Elle remit une bûche dans la cheminée et s’attarda devant la flambée, les mains ouvertes en regard des flammes. Un mois… Un mois à aller chercher des bûches, allumer des feux, mitonner les repas, satisfaire les caprices de son client… ça risquait de faire long. Heureusement, il n’avait pas trop l’air menottes et cravache, celui-là, handicapé jusqu’à l’os. Quoique… Elle avait quand même embarqué le matériel. Deux paires de bracelets en acier, et le petit nécessaire du plaisir nuptial. Après tout, il était de son devoir de répondre à ce genre d’exigences.

Elle leva un peu la tête, son regard s’appesantit sur le fusil, accroché au-dessus de la cheminée. Un Weatherby Mark. Elle s’en approcha et glissa son index sur le canon. Une poudre noire se déposa sur le bout de son doigt, elle la porta sous son nez et renifla. L’arme avait servi récemment. Curieux, estimat-elle, car il s’agissait d’un équipement lourd, avec lunette de visée, conçu spécialement pour chasser l’éléphant ou le rhinocéros, et capable de percer un mur de parpaings. Il existait de si gros animaux, dans la région ? En tout cas, les précédents locataires devaient être des chasseurs.

La jeune femme se frotta les doigts, détournant son regard du fusil, essayant de chasser cette odeur de poudre.

D’un coup, sa respiration se fit sifflante, ses bronches se rétractèrent. La brusque sensation de respirer avec une paille. Adeline piocha en catastrophe l’inhalateur dans la poche de son gilet et envoya une bruyante expiration au fond de sa gorge. Bronchodilatation. Délivrance. Elle jeta un œil derrière elle et dissimula rapidement le petit objet en plastique.

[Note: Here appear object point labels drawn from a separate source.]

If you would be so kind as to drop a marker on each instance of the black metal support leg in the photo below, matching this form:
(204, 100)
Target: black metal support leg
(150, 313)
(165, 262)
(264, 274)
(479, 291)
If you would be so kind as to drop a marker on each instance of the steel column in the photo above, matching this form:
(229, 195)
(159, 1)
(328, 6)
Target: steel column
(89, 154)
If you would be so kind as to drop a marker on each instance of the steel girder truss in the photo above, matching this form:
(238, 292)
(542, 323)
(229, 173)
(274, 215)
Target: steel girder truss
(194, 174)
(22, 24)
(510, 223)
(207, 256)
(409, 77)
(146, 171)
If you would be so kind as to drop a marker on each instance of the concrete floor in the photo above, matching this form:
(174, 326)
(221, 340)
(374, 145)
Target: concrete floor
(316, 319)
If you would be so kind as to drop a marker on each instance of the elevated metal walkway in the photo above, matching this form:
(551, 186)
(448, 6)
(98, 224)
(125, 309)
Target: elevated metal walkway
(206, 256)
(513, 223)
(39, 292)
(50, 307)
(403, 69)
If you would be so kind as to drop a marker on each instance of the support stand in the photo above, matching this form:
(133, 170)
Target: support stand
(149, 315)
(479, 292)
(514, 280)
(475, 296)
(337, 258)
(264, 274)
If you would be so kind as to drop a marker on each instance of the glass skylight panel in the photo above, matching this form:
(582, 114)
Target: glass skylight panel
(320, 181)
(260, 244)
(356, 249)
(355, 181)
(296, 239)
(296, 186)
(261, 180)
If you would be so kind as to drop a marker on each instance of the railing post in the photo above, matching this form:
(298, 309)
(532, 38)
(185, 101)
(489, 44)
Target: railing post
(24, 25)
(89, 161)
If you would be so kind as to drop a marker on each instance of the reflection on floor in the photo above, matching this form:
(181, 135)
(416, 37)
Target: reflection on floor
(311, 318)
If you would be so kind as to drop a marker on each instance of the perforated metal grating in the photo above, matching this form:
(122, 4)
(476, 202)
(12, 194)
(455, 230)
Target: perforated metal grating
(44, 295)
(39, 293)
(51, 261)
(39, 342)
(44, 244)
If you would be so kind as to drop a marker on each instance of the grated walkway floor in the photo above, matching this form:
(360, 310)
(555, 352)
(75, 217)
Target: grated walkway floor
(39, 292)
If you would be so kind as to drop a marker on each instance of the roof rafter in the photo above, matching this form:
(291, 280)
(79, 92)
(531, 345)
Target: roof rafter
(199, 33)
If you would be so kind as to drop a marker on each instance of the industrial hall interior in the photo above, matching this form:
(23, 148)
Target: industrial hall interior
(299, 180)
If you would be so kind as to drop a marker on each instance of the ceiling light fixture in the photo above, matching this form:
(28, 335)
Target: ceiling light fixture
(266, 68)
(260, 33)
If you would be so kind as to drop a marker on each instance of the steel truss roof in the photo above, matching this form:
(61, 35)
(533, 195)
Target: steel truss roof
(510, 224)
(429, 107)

En se dirigeant vers la cuisine, elle s’attarda devant la porte d’entrée. Elle se souvenait de son épaisseur ahurissante, à leur arrivée. Tout juste si elle avait réussi à la pousser ! Un gros verrou en barrait le chambranle. Le vieux avait fermé à clé. Pourquoi tous ces verrous, même en travers des fenêtres, dans les chambres ? La peur des vols ? Pourtant, venir ici pour un cambriolage, il fallait le vouloir ! Ceci dit… Avec tous ces bons au porteur…

Adeline n’était pas rassurée. Finalement, personne ne savait précisément où elle se trouvait. Pourquoi avait-elle fait confiance à un homme qu’elle connaissait si peu ? Parce qu’il était handicapé et, à première vue, inoffensif ? « Un incroyable don pour t’embarquer dans les coups fourrés », songea-t-elle avec regret.